Player Strengths:Benitez combines his high-90s fastball, hard splitter and slider to get outs in any way possible. He has gone from a dominating strikeout pitcher to one who just gets outs while keeping his K/BB rate the same. He is constantly finding new ways to get batters out and posted possibly the best season of his career in 2004.

Player Weaknesses:
Benitez has been in New York twice and many playoff situations and has seemingly always found a way to screw it up. He has outstanding stuff but his mental makeup is not great for a closer. He can handle the routine save situations but when the pressure is turned up, he becomes problematic.

The Mariner Factor:
Benitez has already had one trip through Seattle and another one is unlikely.
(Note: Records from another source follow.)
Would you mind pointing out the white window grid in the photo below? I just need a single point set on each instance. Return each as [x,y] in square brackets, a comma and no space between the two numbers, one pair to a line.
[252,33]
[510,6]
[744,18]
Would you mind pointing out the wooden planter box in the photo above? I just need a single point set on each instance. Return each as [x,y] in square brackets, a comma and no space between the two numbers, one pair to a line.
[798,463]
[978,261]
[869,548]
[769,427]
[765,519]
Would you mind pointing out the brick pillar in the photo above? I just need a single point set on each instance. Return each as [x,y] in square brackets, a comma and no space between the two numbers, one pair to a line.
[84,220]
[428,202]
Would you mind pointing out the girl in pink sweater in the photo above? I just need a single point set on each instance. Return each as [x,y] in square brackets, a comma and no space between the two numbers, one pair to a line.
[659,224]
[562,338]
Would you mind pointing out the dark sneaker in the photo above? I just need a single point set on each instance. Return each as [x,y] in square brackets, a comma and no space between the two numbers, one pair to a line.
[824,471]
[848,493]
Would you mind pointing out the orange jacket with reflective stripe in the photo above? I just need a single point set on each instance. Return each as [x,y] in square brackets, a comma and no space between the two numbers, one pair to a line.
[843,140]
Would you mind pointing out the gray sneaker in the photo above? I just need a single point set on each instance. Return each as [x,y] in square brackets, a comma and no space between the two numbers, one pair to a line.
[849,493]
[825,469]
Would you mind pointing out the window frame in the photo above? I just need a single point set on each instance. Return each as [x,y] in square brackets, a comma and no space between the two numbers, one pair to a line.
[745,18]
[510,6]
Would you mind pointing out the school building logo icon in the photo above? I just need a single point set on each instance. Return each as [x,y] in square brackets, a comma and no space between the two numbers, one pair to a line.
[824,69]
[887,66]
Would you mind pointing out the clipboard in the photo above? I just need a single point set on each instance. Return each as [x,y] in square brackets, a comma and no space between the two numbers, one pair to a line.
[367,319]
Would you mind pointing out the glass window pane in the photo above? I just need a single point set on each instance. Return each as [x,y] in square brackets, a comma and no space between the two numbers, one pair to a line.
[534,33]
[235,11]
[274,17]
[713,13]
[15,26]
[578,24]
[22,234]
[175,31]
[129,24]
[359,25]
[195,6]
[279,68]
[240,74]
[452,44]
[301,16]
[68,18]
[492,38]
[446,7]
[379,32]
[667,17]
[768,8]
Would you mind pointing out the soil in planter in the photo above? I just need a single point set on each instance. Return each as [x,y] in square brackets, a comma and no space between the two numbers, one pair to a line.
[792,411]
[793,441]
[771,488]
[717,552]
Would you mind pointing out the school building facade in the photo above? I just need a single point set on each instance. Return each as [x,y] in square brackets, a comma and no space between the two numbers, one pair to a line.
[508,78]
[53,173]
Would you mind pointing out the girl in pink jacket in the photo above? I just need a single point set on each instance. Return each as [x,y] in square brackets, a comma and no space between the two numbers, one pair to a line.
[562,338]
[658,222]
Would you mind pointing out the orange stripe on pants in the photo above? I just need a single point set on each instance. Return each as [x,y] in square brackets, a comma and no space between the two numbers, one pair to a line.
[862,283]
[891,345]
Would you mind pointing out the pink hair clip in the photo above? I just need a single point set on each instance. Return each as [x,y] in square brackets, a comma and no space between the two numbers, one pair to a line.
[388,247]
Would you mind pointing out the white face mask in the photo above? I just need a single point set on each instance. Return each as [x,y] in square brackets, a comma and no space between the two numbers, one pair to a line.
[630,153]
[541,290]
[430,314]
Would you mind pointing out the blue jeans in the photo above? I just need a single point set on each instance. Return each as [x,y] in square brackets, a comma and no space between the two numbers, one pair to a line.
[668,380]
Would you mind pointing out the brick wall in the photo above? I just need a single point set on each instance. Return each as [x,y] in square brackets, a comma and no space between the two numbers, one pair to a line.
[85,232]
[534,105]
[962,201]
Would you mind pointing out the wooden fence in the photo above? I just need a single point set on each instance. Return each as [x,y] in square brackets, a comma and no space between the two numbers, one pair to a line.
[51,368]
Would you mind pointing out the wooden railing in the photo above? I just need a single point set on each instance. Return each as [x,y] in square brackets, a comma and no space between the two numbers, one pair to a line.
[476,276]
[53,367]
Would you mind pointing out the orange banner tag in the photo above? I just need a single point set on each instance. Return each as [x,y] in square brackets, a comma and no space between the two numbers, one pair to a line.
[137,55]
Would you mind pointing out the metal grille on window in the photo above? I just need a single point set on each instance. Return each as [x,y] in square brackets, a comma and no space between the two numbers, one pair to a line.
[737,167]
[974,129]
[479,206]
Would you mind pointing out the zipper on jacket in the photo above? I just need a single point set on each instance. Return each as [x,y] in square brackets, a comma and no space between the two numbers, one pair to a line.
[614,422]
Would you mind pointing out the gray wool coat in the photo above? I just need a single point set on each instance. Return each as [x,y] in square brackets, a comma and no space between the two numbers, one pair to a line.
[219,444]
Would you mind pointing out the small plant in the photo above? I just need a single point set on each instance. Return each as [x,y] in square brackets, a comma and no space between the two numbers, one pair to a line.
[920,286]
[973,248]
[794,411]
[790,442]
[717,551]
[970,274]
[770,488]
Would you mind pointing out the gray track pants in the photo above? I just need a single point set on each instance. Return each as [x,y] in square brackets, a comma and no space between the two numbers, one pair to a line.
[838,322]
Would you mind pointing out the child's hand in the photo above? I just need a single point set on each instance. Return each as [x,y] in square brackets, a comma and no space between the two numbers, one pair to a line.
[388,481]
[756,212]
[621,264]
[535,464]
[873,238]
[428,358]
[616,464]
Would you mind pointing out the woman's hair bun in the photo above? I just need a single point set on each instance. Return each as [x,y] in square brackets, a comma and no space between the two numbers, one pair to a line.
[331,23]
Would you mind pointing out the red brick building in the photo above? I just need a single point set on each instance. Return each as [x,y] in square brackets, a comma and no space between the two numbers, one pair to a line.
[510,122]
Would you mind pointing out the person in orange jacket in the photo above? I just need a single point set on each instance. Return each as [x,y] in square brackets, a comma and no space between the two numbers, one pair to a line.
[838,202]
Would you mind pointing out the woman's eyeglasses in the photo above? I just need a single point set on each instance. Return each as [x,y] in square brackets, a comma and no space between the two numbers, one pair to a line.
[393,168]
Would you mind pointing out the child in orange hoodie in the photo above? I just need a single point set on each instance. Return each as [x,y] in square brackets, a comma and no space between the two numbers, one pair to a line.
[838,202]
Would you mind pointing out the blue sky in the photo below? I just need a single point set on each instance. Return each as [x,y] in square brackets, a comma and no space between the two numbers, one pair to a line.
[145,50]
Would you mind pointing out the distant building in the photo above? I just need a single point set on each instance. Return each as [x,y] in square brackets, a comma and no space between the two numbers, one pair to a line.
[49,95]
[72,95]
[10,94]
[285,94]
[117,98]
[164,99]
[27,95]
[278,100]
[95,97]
He’ll be looking for a big payday after his great season and Seattle won’t give it to him to set up Eddie Guardado.


Steve Kline
Age on Opening Day 2005: 32
2004: 2-2, 1.79 ERA, 1.07 WHIP, .209 BAA
Career: 27-30, 3.30 ERA, 1.34 WHIP, .246 BAA

Player Strengths:
Steve Kline is known as a lefty specialist but he has the ability to get righties out as well. In 2004 he held lefties to a .143 BAA and righties to a .269 BAA. Kline has typically been an everyday pitcher out of the pen and is coming off the best season of his career.

Player Weaknesses:
Kline battled injuries at the end of 2004. He is going to have surgery to repair a torn tendon in his left index finger and will need three months to recover. He is now beyond his physical peak so he may experience some trouble pitching as often as he had in the past.

The Mariner Factor:
Kline would be a good target for the M’s to pursue this winter. He is a veteran lefty that would compliment the many young righties that will battle for spots in the pen in 2005. Like with Percival, if the M’s have some extra cash to spend, Kline’s name could surface as a target. That is, unless they sign…

Ron Villone:
Age on Opening Day 2005: 35
2004: 8-6, 4.08 ERA, 1.42 WHIP, .232 BAA
Career: 47-49, 4.80 ERA, 1.49 WHIP, .255 BAA

Player Strengths:
Ron Villone is very flexible and can pitch out of the pen or in the rotation. Nothing from his arsenal stands out but he has the ability to get outs via the strikeout and he can keep the ball in the park. He can eat innings for a team needing a decent lefty.

Player Weaknesses:
Villone doesn’t do anything particularly well. He has a good approach to the game but that may be his best asset. His stuff isn’t overwhelming and he gets by on pure guts.

The Mariner Factor:
The Mariners have already had conversations with Villone about returning in 2005. It is likely that they will have him back for another year as a swingman.